A Comissão de Assuntos Sociais (CAS) do Senado aprovou na quarta-feira, 1º de julho de 2026, um projeto de lei que visa aumentar as penas para a falsificação, adulteração, desvio e fraude de medicamentos oncológicos. O PL 929/2026, de autoria da senadora Dra. Eudócia (PL-AL), agora será analisado pela Comissão de Constituição, Justiça e Cidadania (CCJ).

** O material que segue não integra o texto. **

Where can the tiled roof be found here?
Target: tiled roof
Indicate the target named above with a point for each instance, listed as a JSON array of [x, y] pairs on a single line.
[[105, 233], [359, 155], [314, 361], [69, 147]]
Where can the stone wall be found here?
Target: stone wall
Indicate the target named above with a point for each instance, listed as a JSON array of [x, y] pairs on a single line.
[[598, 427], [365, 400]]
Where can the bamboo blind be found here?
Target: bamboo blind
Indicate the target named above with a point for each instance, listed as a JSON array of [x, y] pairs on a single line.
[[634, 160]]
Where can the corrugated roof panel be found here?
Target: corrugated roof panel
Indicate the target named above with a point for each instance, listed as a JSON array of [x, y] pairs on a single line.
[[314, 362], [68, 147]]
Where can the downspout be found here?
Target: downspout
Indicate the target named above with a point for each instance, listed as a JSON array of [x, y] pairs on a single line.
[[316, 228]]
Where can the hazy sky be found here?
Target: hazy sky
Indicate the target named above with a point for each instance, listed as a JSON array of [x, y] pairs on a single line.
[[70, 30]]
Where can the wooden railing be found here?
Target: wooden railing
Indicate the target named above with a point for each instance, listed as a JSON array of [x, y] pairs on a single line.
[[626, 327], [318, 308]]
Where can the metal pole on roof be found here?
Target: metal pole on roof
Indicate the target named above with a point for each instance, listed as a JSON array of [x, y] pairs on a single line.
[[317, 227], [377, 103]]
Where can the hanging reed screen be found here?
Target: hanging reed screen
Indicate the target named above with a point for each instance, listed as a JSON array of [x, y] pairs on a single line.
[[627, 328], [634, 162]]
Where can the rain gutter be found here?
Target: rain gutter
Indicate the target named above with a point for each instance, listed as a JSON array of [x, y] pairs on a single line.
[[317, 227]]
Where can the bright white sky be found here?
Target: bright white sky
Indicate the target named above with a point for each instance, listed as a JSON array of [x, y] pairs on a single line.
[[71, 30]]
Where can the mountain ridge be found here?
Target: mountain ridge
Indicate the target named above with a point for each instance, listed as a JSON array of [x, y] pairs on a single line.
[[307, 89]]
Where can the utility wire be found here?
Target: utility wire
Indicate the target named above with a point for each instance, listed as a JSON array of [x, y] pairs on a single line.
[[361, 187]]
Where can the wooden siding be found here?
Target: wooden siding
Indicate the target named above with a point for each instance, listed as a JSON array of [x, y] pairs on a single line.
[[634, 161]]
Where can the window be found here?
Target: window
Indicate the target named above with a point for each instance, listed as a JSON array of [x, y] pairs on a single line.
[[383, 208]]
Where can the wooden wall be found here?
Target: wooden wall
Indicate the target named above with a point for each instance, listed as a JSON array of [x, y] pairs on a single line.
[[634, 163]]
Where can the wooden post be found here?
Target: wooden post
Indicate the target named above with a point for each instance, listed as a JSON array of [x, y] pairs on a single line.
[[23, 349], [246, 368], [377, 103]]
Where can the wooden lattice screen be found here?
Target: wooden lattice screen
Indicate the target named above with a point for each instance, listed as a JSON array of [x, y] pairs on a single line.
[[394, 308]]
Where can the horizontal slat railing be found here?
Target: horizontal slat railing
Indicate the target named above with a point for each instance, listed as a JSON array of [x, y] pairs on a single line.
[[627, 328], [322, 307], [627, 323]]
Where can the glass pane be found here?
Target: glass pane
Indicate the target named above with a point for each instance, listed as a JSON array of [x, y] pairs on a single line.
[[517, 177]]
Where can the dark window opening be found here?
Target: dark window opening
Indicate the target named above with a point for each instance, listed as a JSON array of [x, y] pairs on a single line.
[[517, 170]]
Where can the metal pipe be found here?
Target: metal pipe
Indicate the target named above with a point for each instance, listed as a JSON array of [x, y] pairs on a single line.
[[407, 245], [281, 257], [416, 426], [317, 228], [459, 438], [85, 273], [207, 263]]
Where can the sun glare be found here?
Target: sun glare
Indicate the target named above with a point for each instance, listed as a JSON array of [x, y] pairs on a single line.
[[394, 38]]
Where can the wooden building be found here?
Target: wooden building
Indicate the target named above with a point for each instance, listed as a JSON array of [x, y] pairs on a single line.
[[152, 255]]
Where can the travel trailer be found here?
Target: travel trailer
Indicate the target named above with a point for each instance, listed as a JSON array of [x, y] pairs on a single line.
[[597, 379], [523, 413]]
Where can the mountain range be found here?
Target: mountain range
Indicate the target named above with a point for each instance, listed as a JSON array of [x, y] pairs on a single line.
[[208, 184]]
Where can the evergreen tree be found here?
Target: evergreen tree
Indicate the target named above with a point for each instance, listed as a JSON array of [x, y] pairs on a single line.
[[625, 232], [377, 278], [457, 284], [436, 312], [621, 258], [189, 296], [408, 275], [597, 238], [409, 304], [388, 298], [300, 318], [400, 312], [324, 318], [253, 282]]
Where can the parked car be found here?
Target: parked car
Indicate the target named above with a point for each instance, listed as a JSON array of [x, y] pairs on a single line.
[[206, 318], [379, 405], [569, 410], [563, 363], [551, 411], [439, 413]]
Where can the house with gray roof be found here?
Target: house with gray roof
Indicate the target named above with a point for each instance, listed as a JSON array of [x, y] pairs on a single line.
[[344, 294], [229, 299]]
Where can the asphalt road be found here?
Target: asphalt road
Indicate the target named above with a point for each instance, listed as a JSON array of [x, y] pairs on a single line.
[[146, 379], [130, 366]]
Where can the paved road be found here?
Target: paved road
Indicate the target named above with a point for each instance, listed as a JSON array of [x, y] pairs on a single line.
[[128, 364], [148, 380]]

O parecer favorável ao projeto foi apresentado pelo senador Laércio Oliveira (PP-SE) e lido pela senadora Damares Alves (Republicanos-DF). A proposta modifica o Código Penal, endurecendo as punições para crimes que envolvem medicamentos destinados ao tratamento de câncer, aumentando em 50% a pena quando o medicamento falsificado é específico para essa doença.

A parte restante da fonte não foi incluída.